Saya pernah mengalaminya. Kakak saya, Muhammad Saleh Yadli, mbrojol empat tahun lebih cepat dari saya. Meski begitu, kami bersaing keras dalam perkara sepak bola. Doi striker, saya kiper. Setiap penalti doi ke gawang saya gagal, saya pasti jingkrak-jingkrak. Doi pendukung Real Madrid, saya penggemar Barca.
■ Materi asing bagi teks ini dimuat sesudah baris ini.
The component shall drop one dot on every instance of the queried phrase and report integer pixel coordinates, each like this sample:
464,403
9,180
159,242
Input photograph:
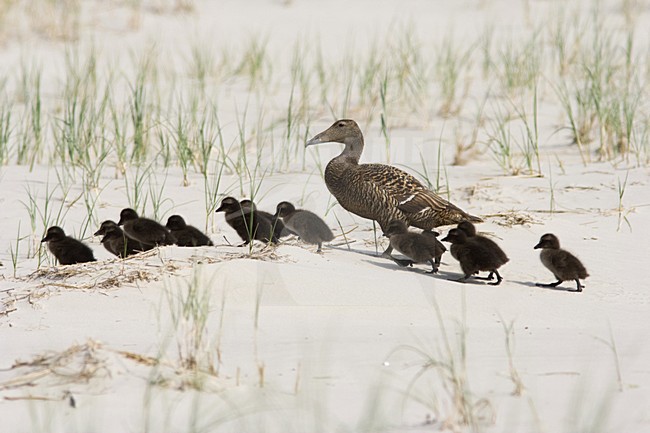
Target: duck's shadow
440,275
Pendek kata, tidak boleh sama.
Namun, saya tidak akan bercerita soal persaingan penuh cinta dalam keluarga kami. "Sengketa keluarga" yang ingin saya tuturkan kepada kalian, sekarang, terjadi di istana. Ini sengketa besar karena melibatkan keluarga Presiden Jokowi. Tidak heran bila sengketa ini disorot netizen.
Sungguhpun sengketa seperti ini lumrah terjadi, namun kasus di istana ajaib bin lucu. Bukan seteru kakak dan adik, melainkan antara paman dan kemenakan. Ya, sengketa ini melibatkan Kaesang Pangarep (putra bungsu Pak Jokowi) dengan Jan Ethes Srinarendra (cucu pertama Pak Jokowi).
Titik pangkalnya pasti mudah ditebak. Kaesang cemburu. Saya tidak bercanda atau mendramatisasi sengketa. Ini benar-benar terjadi. Ketika kehadiran Jan Ethes menggusur posisi sang paman, Kaesang merasa tersingkir. Hanya merasa. Akan tetapi, bukankah cemburu memang bermain di wilayah perasaan?
Mulanya begini. Kemarin (Minggu, 21/10/2018), Pak Jokowi menghadiri Apel Akbar Santri Nusantara di Solo. Alih-alih mengajak si bungsu, Pak Presiden membawa si cucu. Tagar #Jokowibersamacucu sontak seliweran di Twitter. Gara-garanya sepele. Pak Presiden pamer kemesraan bersama Ethes di Twitter. Cuitan RI-1 itu terbukti tokcer menyulut arang cemburu di hati si bungsu.
Pak Jokowi bagai mengipas-ngipas api dalam sekam. Kaesang segera menggerunyam di Twitter.Â
Ini kayaknya momen ketika Jan Ethes masih terlalu bayi dan belum bisa diajak main.
Kurang lebih begitu bunyi twit Kaesang. Saya sebut kurang lebih sebab penulisannya saya sesuaikan dengan kaidah EBI.